Peace, Love ist für ein Debüt ein verdammter Hammer. Es fängt schon beim Sound an: Wenn "Edge of Reality" auf der A-Seite einsetzt, meint man, irgendwelchen unreleasten Scheiß von Quicksand oder Handsome zu hören ... Mesa-Boogie-Geschrammel aus dem Off, darüber eine killermäßige Drum-Bass-Groove-Linie und dann die Riff-Wand! Erst mit dem Gesang wird klar, dass sich die Jungs zwar an der Soundästhetik von Schreifels orientieren, sich aber eindeutig als Hardcoreband verstehen: tadellos groovender Midtempo mit vielen Chugga-Chugga-Elementen (Neunziger, yeah!), kraftvolle Stimme und unaufdringliche Melodien stehen auf dem Programm. Die sechs Songs erinnern mich persönlich sehr stark an die klassischen Bands des legendären New Age Records Labels (sprich: Outspoken [mehr], Mean Season [weniger], Unbroken [weniger]), haben aber durch ihr modernes Gewand auch etwas von Bane und Comeback Kid. Auf jeden Fall herrlich unprollig, das Ganze.

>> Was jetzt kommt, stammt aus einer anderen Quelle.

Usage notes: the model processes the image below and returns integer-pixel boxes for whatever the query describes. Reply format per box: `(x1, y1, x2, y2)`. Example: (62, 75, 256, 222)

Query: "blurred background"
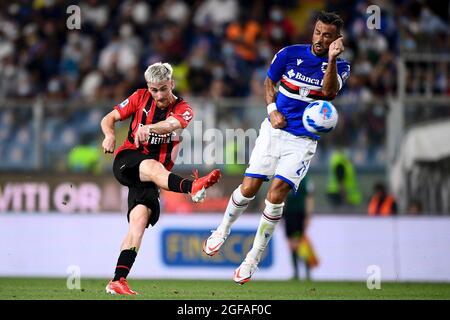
(0, 0, 449, 282)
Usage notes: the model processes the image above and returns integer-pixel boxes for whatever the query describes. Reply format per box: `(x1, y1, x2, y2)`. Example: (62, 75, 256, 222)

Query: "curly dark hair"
(315, 11, 344, 36)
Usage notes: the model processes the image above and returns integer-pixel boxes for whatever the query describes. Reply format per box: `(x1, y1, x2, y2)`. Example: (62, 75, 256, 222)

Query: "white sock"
(217, 185, 255, 234)
(247, 199, 284, 263)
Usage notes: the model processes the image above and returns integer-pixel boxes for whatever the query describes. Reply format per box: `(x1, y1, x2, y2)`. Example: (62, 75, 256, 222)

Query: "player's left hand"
(269, 110, 287, 129)
(328, 37, 344, 60)
(135, 125, 150, 148)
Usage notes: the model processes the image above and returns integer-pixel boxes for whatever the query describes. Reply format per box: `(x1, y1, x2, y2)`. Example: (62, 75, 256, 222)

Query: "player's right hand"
(134, 125, 150, 148)
(102, 135, 115, 153)
(328, 36, 344, 60)
(269, 110, 287, 129)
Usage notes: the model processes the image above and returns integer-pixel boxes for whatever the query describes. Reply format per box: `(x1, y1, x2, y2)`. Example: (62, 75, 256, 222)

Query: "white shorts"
(245, 119, 318, 192)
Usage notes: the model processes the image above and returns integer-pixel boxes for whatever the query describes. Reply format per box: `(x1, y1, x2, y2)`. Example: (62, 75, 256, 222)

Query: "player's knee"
(130, 214, 149, 235)
(139, 159, 159, 180)
(267, 181, 292, 203)
(267, 190, 286, 204)
(129, 206, 151, 234)
(240, 183, 258, 198)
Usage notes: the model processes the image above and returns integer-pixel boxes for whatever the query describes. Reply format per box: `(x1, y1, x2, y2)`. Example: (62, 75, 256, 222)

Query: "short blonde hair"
(144, 62, 173, 84)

Label: Six Feet Under Records
Extra: Mit sieben Songs unschlagbares Preis-Leistungs-Verhältnis
Note: Empfehlenswert

Um euch die Band noch etwas näher zu bringen, hab ich ein kleines Interview mit ihnen gemacht. Los geht's:

1. Erzählt uns ein wenig über eure Band Current. Wer spielt bei euch und wo wart ihr vorher tätig?
Nun, Current besteht aus Benson, Jay, Ian, Klint und Ryan. Bevor wir mit Current anfingen, war Benson in Forfeit, Jay in Unholy und Merrimac und Ian spielte ebenfalls in Merrimac. Klint ist nach wie vor bei Reign Supreme am Start.

2. Warum habt ihr euch Current genannt? Gibt's da nicht Verwechslungen mit der bekannten Ebullition-Style-Emo-Band aus den Neunzigern?
Nein, nein. Wir sind Current, die Band aus der Gegenwart. Wir wollten eine Hardcoreband machen, die auf einer etwas positiveren Message basiert als das ganze Zeug, was gerade populär ist. Als wir anfingen, war Outspoken eine der Bands, an denen wir uns orientieren wollten. So kam Benson auf die Idee, unsere Band nach der Current EP von Outspoken zu benennen. Außerdem war es unser Ziel, einen Sound zurückzubringen, der gerade nicht mehr so beliebt ist -- current also.

3. Wie waren die Reaktionen auf eure Single und wie sehen eure Pläne aus?
Nun, wir haben seit dem erst eine Show gespielt, am 14. Juni mit Blacklisted in Philadelphia. Im Juli werden wir mit Verse auf deren Record-Release-Shows in Syracuse und Providence auftreten. Es sieht so aus, als würden wir zukünftig sehr weit voneinander entfernt wohnen, sodass wir die Bandaktivitäten auf ein Wochenende im Monat beschränken werden. Wir haben vor, an einer zweiten Single zu arbeiten, für die es auch schon Ideen gibt.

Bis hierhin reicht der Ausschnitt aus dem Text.